Evidemment, les marques de luxe ont ainsi également conscience de répondre aux nouvelles valeurs et intérêts éthiques du consommateur, de plus en plus exigent lors de l’acte d’achat.

Le luxe, plutôt réservé à une élite et consommateur de ressources rares peut sembler plus que jamais être dans la recherche du gain financier.

L’industrie du luxe, précurseur du développement durable ?

Si on analyse les choses de plus près, les entreprises de luxe auraient tout intérêt à préserver les ressources naturelles car elles font partie de leur stratégie de qualité permettant la promotion de l’environnement de leurs produits.

Ainsi, des actions concrètes peuvent être mises en place notamment en terme de chimie verte (matières premières renouvelables, limiter les déchets, des cycles de synthèses courts, des composants biodégradables) à l’exemple du Proxylan anti-âge de L’Oréal qui est créé à partir d’un molécule naturelle le Xylox.

luxe et écologieDes projets prometteurs permettant des bénéfices non négligeables :

  • Valorisation des produits,
  • Economies à moyen terme,
  • Sensibilisation du personnel,
  • Certification.

Toutefois, avec l’utilisation d’un seul molécule, on est encore loin d’un produit entièrement "durable" et il y a une dépendance importante face à l’actionnariat, qui doit soutenir cette mouvance.

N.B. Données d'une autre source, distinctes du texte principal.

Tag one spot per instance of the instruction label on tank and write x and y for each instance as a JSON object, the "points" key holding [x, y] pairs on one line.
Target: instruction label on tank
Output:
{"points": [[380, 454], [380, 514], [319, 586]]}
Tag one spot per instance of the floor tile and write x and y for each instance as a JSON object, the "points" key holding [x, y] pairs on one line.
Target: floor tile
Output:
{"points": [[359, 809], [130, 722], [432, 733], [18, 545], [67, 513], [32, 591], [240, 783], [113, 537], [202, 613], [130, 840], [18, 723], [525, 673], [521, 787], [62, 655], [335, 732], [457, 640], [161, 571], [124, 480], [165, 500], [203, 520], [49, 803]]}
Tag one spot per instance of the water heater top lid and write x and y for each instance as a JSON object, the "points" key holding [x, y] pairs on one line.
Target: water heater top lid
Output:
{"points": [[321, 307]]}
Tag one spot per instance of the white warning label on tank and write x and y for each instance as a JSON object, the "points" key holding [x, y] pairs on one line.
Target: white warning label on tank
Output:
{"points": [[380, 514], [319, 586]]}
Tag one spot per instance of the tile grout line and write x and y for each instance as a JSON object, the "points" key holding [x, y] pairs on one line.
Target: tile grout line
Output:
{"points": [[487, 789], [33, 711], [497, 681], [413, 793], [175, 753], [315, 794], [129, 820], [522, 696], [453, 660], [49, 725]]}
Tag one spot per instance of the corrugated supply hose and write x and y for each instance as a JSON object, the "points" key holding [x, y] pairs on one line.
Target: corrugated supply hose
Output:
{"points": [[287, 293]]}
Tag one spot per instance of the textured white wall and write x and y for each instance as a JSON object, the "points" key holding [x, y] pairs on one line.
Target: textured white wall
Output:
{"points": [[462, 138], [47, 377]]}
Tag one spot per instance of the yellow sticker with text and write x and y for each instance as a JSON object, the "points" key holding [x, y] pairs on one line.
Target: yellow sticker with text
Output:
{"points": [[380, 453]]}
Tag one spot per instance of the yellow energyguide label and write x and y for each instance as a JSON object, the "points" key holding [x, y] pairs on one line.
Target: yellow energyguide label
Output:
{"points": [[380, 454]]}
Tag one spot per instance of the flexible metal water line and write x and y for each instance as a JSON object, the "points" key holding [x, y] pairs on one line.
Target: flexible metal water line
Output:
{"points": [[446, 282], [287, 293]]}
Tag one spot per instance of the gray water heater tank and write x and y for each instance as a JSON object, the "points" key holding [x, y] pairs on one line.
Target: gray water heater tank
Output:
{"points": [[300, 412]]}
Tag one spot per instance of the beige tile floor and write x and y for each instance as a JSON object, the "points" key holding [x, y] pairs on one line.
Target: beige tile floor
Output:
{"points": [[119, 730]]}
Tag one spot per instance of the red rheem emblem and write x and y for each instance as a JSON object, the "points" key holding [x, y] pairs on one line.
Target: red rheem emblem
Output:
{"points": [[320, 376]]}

Dans un contexte où hisser le pavillon "bonne conscience écologique" est de mise, les industries du luxe pourront-elles un jour être véritablement en phase avec le développement durable ? Peut-on vraiment vendre du rêve tout en respectant la planète ? Entre la peau de bêtes sauvages et les diamants de conflits, ce ne serait pas du luxe…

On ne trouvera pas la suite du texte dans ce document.